2017-07-24 02:04 AM
Hello,
I am working on a project based on the STM32F769i-Discovery board.
What I am trying to accomplish is start a bootloader application and then jump from it to an offset of the flash memory where my main application is located.
The bootloader application does the following:
According to ST code examples and forums in order for the bootloader to jump to the main application I used the following code:
if (((*(__IO uint32_t*)USER_FLASH_FIRST_PAGE_ADDRESS) & 0x2FFE0000 ) == 0x20000000)
{/* Jump to user application */
JumpAddress = *(__IO uint32_t*) (USER_FLASH_FIRST_PAGE_ADDRESS + 4); Jump_To_Application = (pFunction) JumpAddress;/* Initialize user application's Stack Pointer */
__set_MSP(*(__IO uint32_t*) USER_FLASH_FIRST_PAGE_ADDRESS); Jump_To_Application(); }where USER_FLASH_FIRST_PAGE_ADDRESS is the 0x8020000 offset of the flash memory.
The main application just makes two user leds blink.
According, again, to what is suggested by forums I made the following changes to the main application:
MEMORY
{RAM (xrw) : ORIGIN = 0x20000000, LENGTH = 512KFLASH (rx) : ORIGIN = 0x8020000, LENGTH = 2048K - 128K}Considering that everything is set correctly I run the bootloader application which executes normally and when it makes the jump nothing happens.
Something that is worth noting is that when I use the ST-Link Utility to store the main application binary at the 0x8020000 offset of the flash (instead of reading from the SD card) then when the bootloader makes the jump the main application seems to start (the red led lights up) and then hangs.
What could I be missing?
Is there any STM32F769-specific constraint that I should take into consideration?
#stm32f769i-disco #firmware #bootloader #iap2017-07-24 05:22 AM
Consider using a debugger to understand what is happening and where the code execution goes.
Stop in the debugger, where is it?
Have a Hard Fault Handler that does something useful.
Make sure you don't have random interrupts enabled, and firing. SysTick? HAL_Delay()

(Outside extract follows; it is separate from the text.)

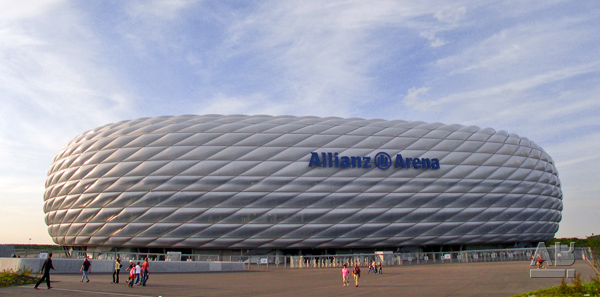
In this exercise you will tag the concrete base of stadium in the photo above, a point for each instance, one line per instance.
(496, 279)
(107, 266)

Instrument infinite spin loops.
2018-04-24 08:50 AM
Did you solve your problem?
I used to added below code.
But, I don't know cause.
__asm('CPSID I');
// this code is same '__disable_irq'.
I added this code before jump command.
refer to below site.
https://www.iar.com/support/tech-notes/general/creating-a-bootloader-for-cortex-m/
2018-04-24 11:02 AM
And what do you expect will re-enable them?
Turn off the interrupts at the source (peripherals), not blanket disable them on the processor, that's just taking no responsibility for the mess you leave the system in.
The System Loader expects to enter at near reset conditions, unwind your initialization until you get there, or jump to the loader at reset before you muddle it up.